More important issues are suggested in the Wall Street Journal: "Nobody pays much attention to ministers anymore"; and "Clergymen have less influence in today's society than they did in simpler, more rural America of the past."
It is true that the minister's work is demanding. The pastor is the work horse of the denomination. Some of his tasks are not pleasant. Certainly he is worthy of his hire —of the feeling that he is influencing men for Christ and thereby bettering society. I'm convinced that Adventist ministers receive more of this remuneration than the average minister. But this problem is underscored by the report from Union Theological Seminary in New York, that only 65 per cent of its graduates become pastors now, against 75 per cent in the early 1950's. At least 120 seminary graduates of other faiths have gone into the Peace Corp and many more into the Anti-Poverty program. This would indicate a continuing interest in humanitarian work but a disillusionment with either the aims or the methods or with the rewards of the ministry. Perhaps they are disillusioned with good reason. If so, this is a grand opportunity for us as a church to be prepared to step into the vacancy and point souls to our message.
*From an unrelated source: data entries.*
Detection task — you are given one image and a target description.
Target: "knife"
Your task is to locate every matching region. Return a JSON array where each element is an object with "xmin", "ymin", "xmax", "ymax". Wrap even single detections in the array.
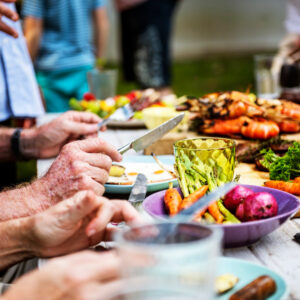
[
  {"xmin": 118, "ymin": 112, "xmax": 184, "ymax": 154},
  {"xmin": 128, "ymin": 173, "xmax": 147, "ymax": 208}
]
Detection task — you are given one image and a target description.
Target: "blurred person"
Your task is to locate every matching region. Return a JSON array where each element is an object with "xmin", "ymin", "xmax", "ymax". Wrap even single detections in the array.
[
  {"xmin": 0, "ymin": 251, "xmax": 122, "ymax": 300},
  {"xmin": 0, "ymin": 138, "xmax": 122, "ymax": 221},
  {"xmin": 0, "ymin": 0, "xmax": 44, "ymax": 187},
  {"xmin": 0, "ymin": 191, "xmax": 141, "ymax": 283},
  {"xmin": 273, "ymin": 0, "xmax": 300, "ymax": 72},
  {"xmin": 115, "ymin": 0, "xmax": 178, "ymax": 94},
  {"xmin": 23, "ymin": 0, "xmax": 108, "ymax": 112}
]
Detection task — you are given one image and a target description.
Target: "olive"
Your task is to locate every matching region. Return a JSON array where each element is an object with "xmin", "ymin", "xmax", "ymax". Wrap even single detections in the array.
[{"xmin": 294, "ymin": 232, "xmax": 300, "ymax": 244}]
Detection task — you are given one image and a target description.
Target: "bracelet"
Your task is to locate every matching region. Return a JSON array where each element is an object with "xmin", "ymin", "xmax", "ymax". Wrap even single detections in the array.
[{"xmin": 10, "ymin": 128, "xmax": 23, "ymax": 159}]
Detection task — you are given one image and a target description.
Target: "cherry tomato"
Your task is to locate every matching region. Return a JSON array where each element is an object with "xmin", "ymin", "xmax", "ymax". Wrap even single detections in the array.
[{"xmin": 83, "ymin": 92, "xmax": 96, "ymax": 101}]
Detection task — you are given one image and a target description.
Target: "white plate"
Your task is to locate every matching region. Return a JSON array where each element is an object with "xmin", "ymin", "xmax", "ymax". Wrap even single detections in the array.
[{"xmin": 104, "ymin": 155, "xmax": 178, "ymax": 194}]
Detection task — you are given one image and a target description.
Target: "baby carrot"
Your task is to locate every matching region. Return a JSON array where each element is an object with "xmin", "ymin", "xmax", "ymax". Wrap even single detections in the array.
[
  {"xmin": 164, "ymin": 182, "xmax": 182, "ymax": 216},
  {"xmin": 208, "ymin": 201, "xmax": 224, "ymax": 224},
  {"xmin": 265, "ymin": 180, "xmax": 300, "ymax": 195},
  {"xmin": 293, "ymin": 177, "xmax": 300, "ymax": 183},
  {"xmin": 193, "ymin": 208, "xmax": 206, "ymax": 222},
  {"xmin": 180, "ymin": 185, "xmax": 208, "ymax": 210}
]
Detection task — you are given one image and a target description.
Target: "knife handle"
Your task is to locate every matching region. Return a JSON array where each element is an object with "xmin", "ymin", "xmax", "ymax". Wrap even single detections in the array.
[{"xmin": 118, "ymin": 143, "xmax": 131, "ymax": 154}]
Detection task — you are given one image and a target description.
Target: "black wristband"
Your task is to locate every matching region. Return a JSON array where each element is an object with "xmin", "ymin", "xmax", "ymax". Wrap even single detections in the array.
[{"xmin": 10, "ymin": 128, "xmax": 23, "ymax": 159}]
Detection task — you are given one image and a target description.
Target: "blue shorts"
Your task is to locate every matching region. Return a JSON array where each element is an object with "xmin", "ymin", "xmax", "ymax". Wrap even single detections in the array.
[{"xmin": 37, "ymin": 66, "xmax": 93, "ymax": 112}]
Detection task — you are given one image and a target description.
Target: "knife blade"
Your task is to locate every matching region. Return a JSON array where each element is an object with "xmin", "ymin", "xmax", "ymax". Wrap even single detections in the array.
[
  {"xmin": 128, "ymin": 173, "xmax": 147, "ymax": 208},
  {"xmin": 118, "ymin": 112, "xmax": 184, "ymax": 154}
]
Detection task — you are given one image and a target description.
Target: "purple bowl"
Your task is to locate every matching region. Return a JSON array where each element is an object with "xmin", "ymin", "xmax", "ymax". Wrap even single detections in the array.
[{"xmin": 143, "ymin": 184, "xmax": 299, "ymax": 248}]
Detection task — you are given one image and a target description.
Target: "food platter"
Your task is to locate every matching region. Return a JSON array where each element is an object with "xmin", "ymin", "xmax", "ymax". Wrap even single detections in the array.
[
  {"xmin": 216, "ymin": 257, "xmax": 289, "ymax": 300},
  {"xmin": 104, "ymin": 155, "xmax": 177, "ymax": 194},
  {"xmin": 143, "ymin": 185, "xmax": 299, "ymax": 248}
]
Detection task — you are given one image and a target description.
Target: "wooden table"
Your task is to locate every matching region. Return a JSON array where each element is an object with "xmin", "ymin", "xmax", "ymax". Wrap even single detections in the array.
[{"xmin": 38, "ymin": 116, "xmax": 300, "ymax": 300}]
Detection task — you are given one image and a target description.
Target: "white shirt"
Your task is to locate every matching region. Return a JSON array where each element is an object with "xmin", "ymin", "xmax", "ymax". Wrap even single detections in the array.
[
  {"xmin": 285, "ymin": 0, "xmax": 300, "ymax": 33},
  {"xmin": 0, "ymin": 4, "xmax": 44, "ymax": 121}
]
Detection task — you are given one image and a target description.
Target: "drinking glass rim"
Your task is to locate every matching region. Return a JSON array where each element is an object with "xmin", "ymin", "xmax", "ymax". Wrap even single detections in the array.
[
  {"xmin": 114, "ymin": 220, "xmax": 223, "ymax": 250},
  {"xmin": 174, "ymin": 137, "xmax": 236, "ymax": 151}
]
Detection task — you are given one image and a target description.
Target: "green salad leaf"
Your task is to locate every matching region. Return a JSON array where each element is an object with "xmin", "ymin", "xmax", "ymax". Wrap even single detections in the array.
[{"xmin": 260, "ymin": 142, "xmax": 300, "ymax": 181}]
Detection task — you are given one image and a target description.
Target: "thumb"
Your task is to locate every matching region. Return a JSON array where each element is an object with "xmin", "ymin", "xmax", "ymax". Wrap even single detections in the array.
[
  {"xmin": 57, "ymin": 191, "xmax": 100, "ymax": 225},
  {"xmin": 65, "ymin": 121, "xmax": 99, "ymax": 135}
]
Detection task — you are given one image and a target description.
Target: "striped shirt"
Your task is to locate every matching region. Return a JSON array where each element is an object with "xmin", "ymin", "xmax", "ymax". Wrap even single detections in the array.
[
  {"xmin": 115, "ymin": 0, "xmax": 147, "ymax": 11},
  {"xmin": 23, "ymin": 0, "xmax": 105, "ymax": 71},
  {"xmin": 0, "ymin": 3, "xmax": 44, "ymax": 121}
]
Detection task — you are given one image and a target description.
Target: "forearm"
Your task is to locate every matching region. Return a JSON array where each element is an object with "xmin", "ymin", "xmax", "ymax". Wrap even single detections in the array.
[
  {"xmin": 0, "ymin": 178, "xmax": 53, "ymax": 222},
  {"xmin": 94, "ymin": 8, "xmax": 109, "ymax": 58},
  {"xmin": 0, "ymin": 128, "xmax": 39, "ymax": 162},
  {"xmin": 0, "ymin": 218, "xmax": 34, "ymax": 270}
]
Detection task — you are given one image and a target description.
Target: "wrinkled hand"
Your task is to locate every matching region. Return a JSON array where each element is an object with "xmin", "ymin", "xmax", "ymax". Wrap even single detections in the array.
[
  {"xmin": 0, "ymin": 0, "xmax": 19, "ymax": 38},
  {"xmin": 27, "ymin": 191, "xmax": 141, "ymax": 257},
  {"xmin": 1, "ymin": 251, "xmax": 121, "ymax": 300},
  {"xmin": 20, "ymin": 111, "xmax": 101, "ymax": 158},
  {"xmin": 36, "ymin": 138, "xmax": 122, "ymax": 204}
]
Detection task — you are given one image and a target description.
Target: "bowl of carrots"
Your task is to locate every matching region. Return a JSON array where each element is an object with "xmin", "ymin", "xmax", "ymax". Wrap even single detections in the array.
[{"xmin": 143, "ymin": 184, "xmax": 299, "ymax": 248}]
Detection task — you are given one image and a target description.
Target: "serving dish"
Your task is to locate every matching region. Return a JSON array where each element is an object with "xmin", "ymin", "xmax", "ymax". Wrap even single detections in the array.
[{"xmin": 143, "ymin": 184, "xmax": 299, "ymax": 248}]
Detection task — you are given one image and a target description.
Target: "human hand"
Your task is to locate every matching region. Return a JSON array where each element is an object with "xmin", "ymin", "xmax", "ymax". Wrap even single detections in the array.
[
  {"xmin": 34, "ymin": 138, "xmax": 122, "ymax": 205},
  {"xmin": 0, "ymin": 0, "xmax": 19, "ymax": 38},
  {"xmin": 25, "ymin": 191, "xmax": 141, "ymax": 257},
  {"xmin": 20, "ymin": 111, "xmax": 101, "ymax": 158},
  {"xmin": 1, "ymin": 251, "xmax": 121, "ymax": 300}
]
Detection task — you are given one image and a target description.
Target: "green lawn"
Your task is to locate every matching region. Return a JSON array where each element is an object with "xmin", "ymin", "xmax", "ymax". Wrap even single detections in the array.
[
  {"xmin": 18, "ymin": 55, "xmax": 254, "ymax": 182},
  {"xmin": 118, "ymin": 55, "xmax": 254, "ymax": 96}
]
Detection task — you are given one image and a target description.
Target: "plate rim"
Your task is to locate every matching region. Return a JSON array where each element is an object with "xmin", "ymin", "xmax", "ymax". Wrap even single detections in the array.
[
  {"xmin": 142, "ymin": 183, "xmax": 300, "ymax": 228},
  {"xmin": 104, "ymin": 155, "xmax": 178, "ymax": 193}
]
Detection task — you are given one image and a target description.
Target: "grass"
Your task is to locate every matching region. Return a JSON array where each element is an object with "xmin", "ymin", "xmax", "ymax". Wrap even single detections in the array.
[
  {"xmin": 118, "ymin": 55, "xmax": 254, "ymax": 96},
  {"xmin": 17, "ymin": 55, "xmax": 254, "ymax": 182}
]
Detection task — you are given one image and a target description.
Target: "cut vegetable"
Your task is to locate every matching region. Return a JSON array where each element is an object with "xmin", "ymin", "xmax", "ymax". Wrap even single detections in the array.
[
  {"xmin": 109, "ymin": 165, "xmax": 125, "ymax": 177},
  {"xmin": 215, "ymin": 273, "xmax": 239, "ymax": 294}
]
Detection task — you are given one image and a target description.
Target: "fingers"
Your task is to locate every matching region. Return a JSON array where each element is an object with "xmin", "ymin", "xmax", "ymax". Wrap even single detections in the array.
[
  {"xmin": 110, "ymin": 200, "xmax": 143, "ymax": 225},
  {"xmin": 86, "ymin": 200, "xmax": 143, "ymax": 237},
  {"xmin": 85, "ymin": 198, "xmax": 114, "ymax": 237},
  {"xmin": 76, "ymin": 138, "xmax": 122, "ymax": 161},
  {"xmin": 80, "ymin": 152, "xmax": 112, "ymax": 172},
  {"xmin": 62, "ymin": 111, "xmax": 102, "ymax": 124},
  {"xmin": 75, "ymin": 161, "xmax": 109, "ymax": 184},
  {"xmin": 64, "ymin": 120, "xmax": 98, "ymax": 135},
  {"xmin": 54, "ymin": 191, "xmax": 100, "ymax": 224},
  {"xmin": 0, "ymin": 1, "xmax": 19, "ymax": 21}
]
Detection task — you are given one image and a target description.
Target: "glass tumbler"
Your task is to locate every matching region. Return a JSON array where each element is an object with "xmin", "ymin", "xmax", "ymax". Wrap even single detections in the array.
[
  {"xmin": 115, "ymin": 221, "xmax": 222, "ymax": 300},
  {"xmin": 174, "ymin": 137, "xmax": 236, "ymax": 197}
]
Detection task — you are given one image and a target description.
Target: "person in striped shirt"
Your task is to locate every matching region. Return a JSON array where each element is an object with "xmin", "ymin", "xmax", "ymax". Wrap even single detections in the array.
[{"xmin": 22, "ymin": 0, "xmax": 108, "ymax": 112}]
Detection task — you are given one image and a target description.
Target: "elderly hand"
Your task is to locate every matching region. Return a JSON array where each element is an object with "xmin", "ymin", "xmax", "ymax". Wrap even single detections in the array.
[
  {"xmin": 0, "ymin": 0, "xmax": 19, "ymax": 38},
  {"xmin": 26, "ymin": 191, "xmax": 141, "ymax": 257},
  {"xmin": 20, "ymin": 111, "xmax": 101, "ymax": 158},
  {"xmin": 1, "ymin": 251, "xmax": 121, "ymax": 300},
  {"xmin": 35, "ymin": 138, "xmax": 122, "ymax": 205}
]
Some there are who have said, "Unless one is preparing to be a minister or a teacher, or doctor, or a nurse, our schools do not have much to offer—as though there had been a disproportionate emphasis upon these callings. On the contrary, these three fields are perhaps the most urgent needs of our denomination at this time. This is specifically the purpose of our schools.
In a society that supports more bartenders than clergymen, we have certainly not oversold youth on the importance of preaching. Engineering now outranks medicine in popular appeal to young men. Business, law, the building trades and selling, claim their fair share of Adventist youth. Many fall into some available work which holds no challenge for them simply because they have never been guided or encouraged to choose and prepare for a more challenging profession.
In a survey of 1,978 ministerial students in 57 theological schools of 20 denominations, 630, or nearly half of the 1,471 who replied, credited a minister as the first or most important influence to enter the ministry. The mother was given as the prime influence by 17 per cent, the father by 11.2 per cent (but 15 per cent of those answering were sons of ministers, so the average father was still less influential).
The secret of more ministers lies largely with pastors and parents as the most effective recruiters.
There is much every Adventist minister can do to increase the number of future ministers. By our lives we can inspire youth to follow us. Every young person is to some degree a hero worshiper. By our friendship, our sermons, and personal help to them, we can merit their imitating us. Many a boy decides while in the primary or junior department that he would like to be a minister. We encourage juniors to sit as close to the front as possible, where they can become more personally involved in what happens in the pulpit. On hikes, camping trips, and in home visitation, one can ask boys about their plans for lifework.